Pak Marmuj; ya tapi, menghormati
guru lagi.. guru bapak itu hebat sekali tidak ada yang membantah, maka do`akan
dia semoga semua amalnya mendapat keberkahan. Menghormat Tuhan dengan cara
memberi dan menempatnya sebagai khalik, jangan sekali-kali disetarakan atau
dibandingkan dengan kita yang belajar.
Pak Marsa diam, dan diam.......tak
sadar semua guru di ruangan tersebut rupanya memperhatikan pembicaraan serius
mereka.
Pak Mardu: Pak Marmuj boleh ajari
saya bagaimana PAN dan PAP yang bapak gunakan selama ini.
Pak Marmuj diam.......ditariknya
Pak Mardu ke meja diman Pak Marmuj sedang membuat coretan di atas kertas putih.
Pak Mardu; apa ini pak.
Ketahuan rupanya
Pak MARMUJ selama ini memberi nilai juga bukan berdasarkan PAP atau PAN tetapi
lebih kepada nilai hening cipta.

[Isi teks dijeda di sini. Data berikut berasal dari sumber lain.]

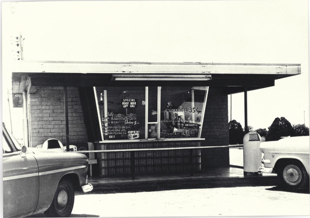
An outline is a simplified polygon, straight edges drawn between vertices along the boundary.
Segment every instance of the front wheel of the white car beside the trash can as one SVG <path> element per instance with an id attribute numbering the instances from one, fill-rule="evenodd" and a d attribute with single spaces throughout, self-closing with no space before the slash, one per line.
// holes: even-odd
<path id="1" fill-rule="evenodd" d="M 278 172 L 280 185 L 284 188 L 304 188 L 309 180 L 305 168 L 298 163 L 290 163 L 280 168 Z"/>

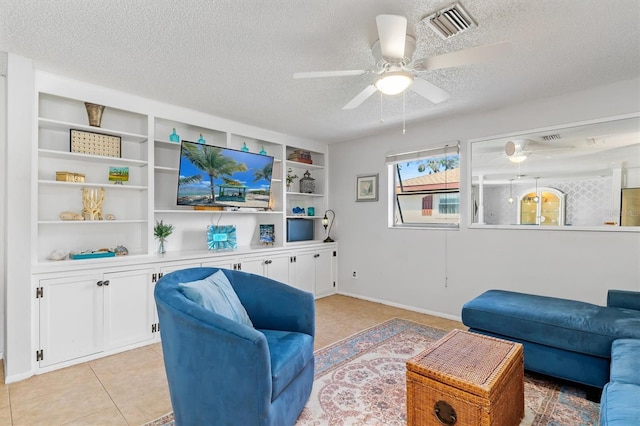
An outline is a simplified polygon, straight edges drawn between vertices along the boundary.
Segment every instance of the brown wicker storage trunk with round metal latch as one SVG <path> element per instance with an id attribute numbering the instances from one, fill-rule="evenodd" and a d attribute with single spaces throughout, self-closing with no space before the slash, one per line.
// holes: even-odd
<path id="1" fill-rule="evenodd" d="M 517 426 L 522 345 L 454 330 L 407 361 L 407 424 Z"/>

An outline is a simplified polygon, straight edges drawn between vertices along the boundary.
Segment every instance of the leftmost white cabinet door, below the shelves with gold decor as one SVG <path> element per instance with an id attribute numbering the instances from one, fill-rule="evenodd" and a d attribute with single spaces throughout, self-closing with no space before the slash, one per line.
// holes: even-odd
<path id="1" fill-rule="evenodd" d="M 99 274 L 40 280 L 40 367 L 103 350 Z"/>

Apa itu hening cipta, nilai yang dihasilkan
dari high emosional ingenering creativity potensial assessment disingkat
“hening cipta” pokoknya hasil perenungan Pak Marmuj ketika mengingat kelakukan
anak satu kelas cukup. Benar kalau guru pengalaman tidak bisa dikalahkan.
Hem...Pak
Marmuj.....Pak Marmuj....memanglah.
Tiga hal hikmah yang dapat kita ambil
dari cerita ini adalah:
Pertama; pendidikan itu adalah proses
melakukan pembinaan kognitif, afektif dan psikomotorik, semuanya harus
diperhatikan dan dijadikan pertimbangan penilaian.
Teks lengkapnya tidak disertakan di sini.